Barbara Mellers, Psychology, University of Pennsylvania
Abstract: Psychological Science, a leading journal in the field of psychology, recently published a paper by Hauenstein et al. (2024) in which the authors reanalyzed data from the Good Judgment Project (e.g., Mellers et al., 2014) and argued that IARPA’s tournaments permitted method variance; forecasters could select their own questions and make their own forecasts whenever they wished while the forecast window was open. This method variance, they argued, was distinct from forecaster ability. Some forecasters may have appeared to be more accurate than they actually were by “gaming” the tournament. They could select the easier questions and then make predictions at when the event was soon to resolve (and when they had the most information).
Hauenstein et al. developed a model that distinguished between a latent forecaster ability and two latent strategic factors (question selection and timing). After fitting their model to our data, they claimed that our interventions of probability training and placing forecasters in teams had detrimental effects on forecasting ability. We disagree. The selection of questions and the timing of submissions are not bugs but features or skills that accurate forecasters must have. We believe probability training and working in teams help forecasters become more accurate.

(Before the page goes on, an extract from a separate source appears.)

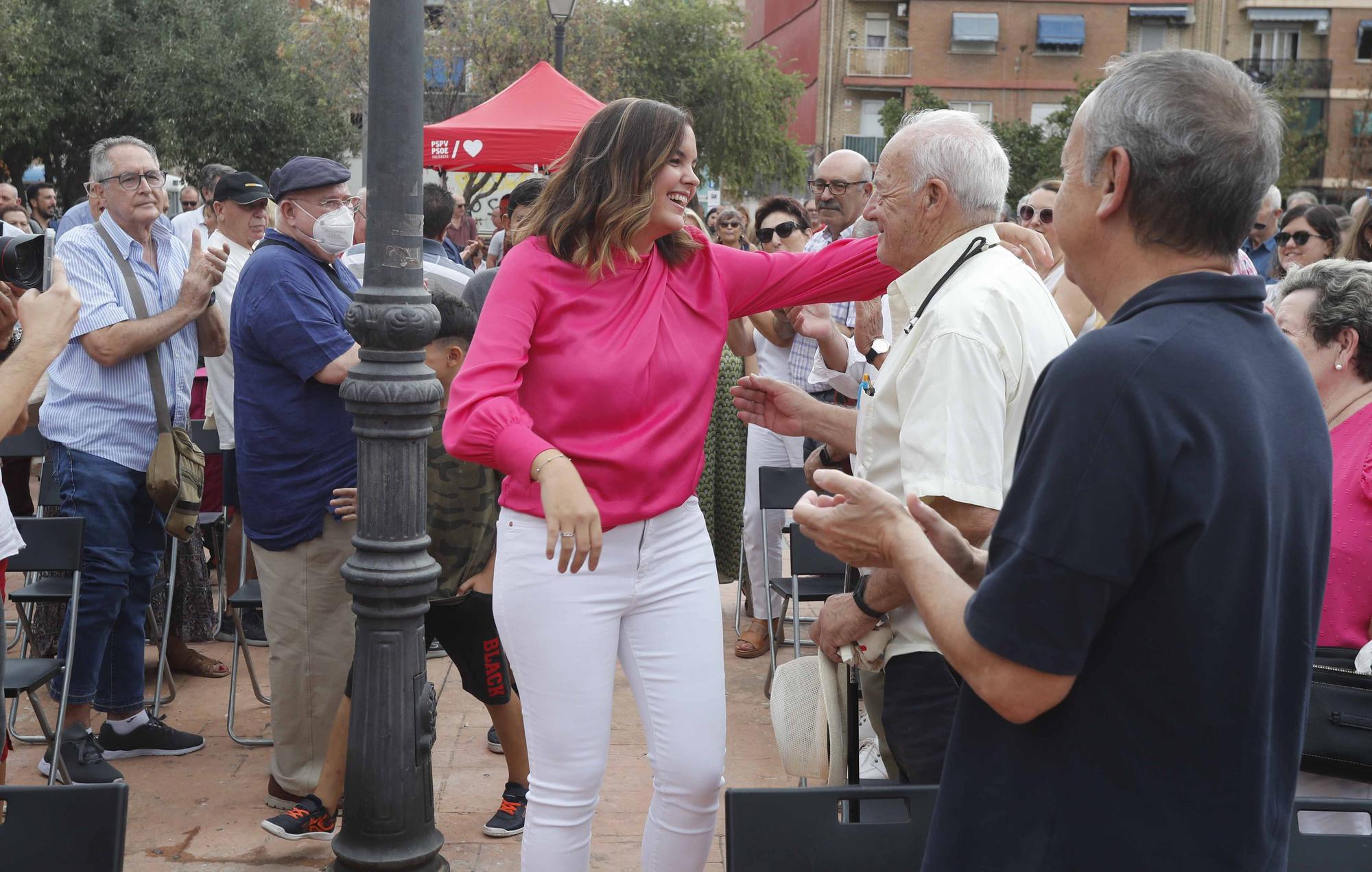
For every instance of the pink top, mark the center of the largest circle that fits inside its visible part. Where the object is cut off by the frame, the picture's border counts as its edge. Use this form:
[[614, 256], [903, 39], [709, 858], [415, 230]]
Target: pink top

We would like to conduct an adversarial collaboration with Hauenstein et al. (2024). In this collaboration, we would “hold constant” forecasting questions. All forecasters would make predictions on all events. Second, we would “hold constant” timing, by ensuring that all forecasters made their predictions with the same period. By manipulating probability training and teaming in this tournament, we can empirically disentangle the claims of Hauenstein et al. from our own.